Query writing performance on neo4j with py2neo


Currently im struggle on finding a performant way, running multiple queries with py2neo. My problem is a have a big list of write queries in python that need to be written to neo4j.

I tried multiple ways to solve the issue right now. The best working approach for me was the following one:

from py2neo import Graph
queries = ["create (n) return id(n)","create (n) return id(n)",...] ## list of queries
g = Graph()
t = graph.begin(autocommit=False)
for idx, q in enumerate(queries):
    t.run(q)
    if idx % 100 == 0:
        t.commit()
        t = graph.begin(autocommit=False)
t.commit()

It it still takes to long for writing the queries. I also tried the run many from apoc without success, query was never finished. I also tried the same writing method with auto commit. Is there a better way to do this? Are there any tricks like dropping indexes first and then adding them after inserting the data?

-- Edit: Additional information:

I'm using Neo4j 3.4, Py2neo v4 and Python 3.7


Solution

  • You may want to read up on Michael Hunger's tips and tricks for fast batched updates.

    The key trick is using UNWIND to transform list elements into rows, and then subsequent operations are performed per row.

    There are supporting functions that can easily create lists for you, like range().

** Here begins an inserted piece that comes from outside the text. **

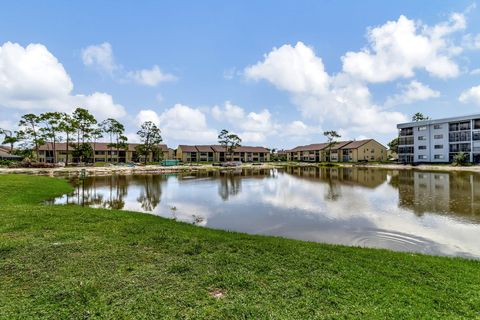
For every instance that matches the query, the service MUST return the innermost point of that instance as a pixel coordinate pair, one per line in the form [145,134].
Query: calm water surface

    As an example, if you wanted to create 10k nodes and add a name property, then return the node name and its graph id, you could do something like this:

    UNWIND range(1, 10000) as index
    CREATE (n:Node {name:'Node ' + index})
    RETURN n.name as name, id(n) as id
    

    Likewise if you have a good amount of data to import, you can create a list of parameter maps, call the query, then UNWIND the list to operate on each entry at once, similar to how we process CSV files with LOAD CSV.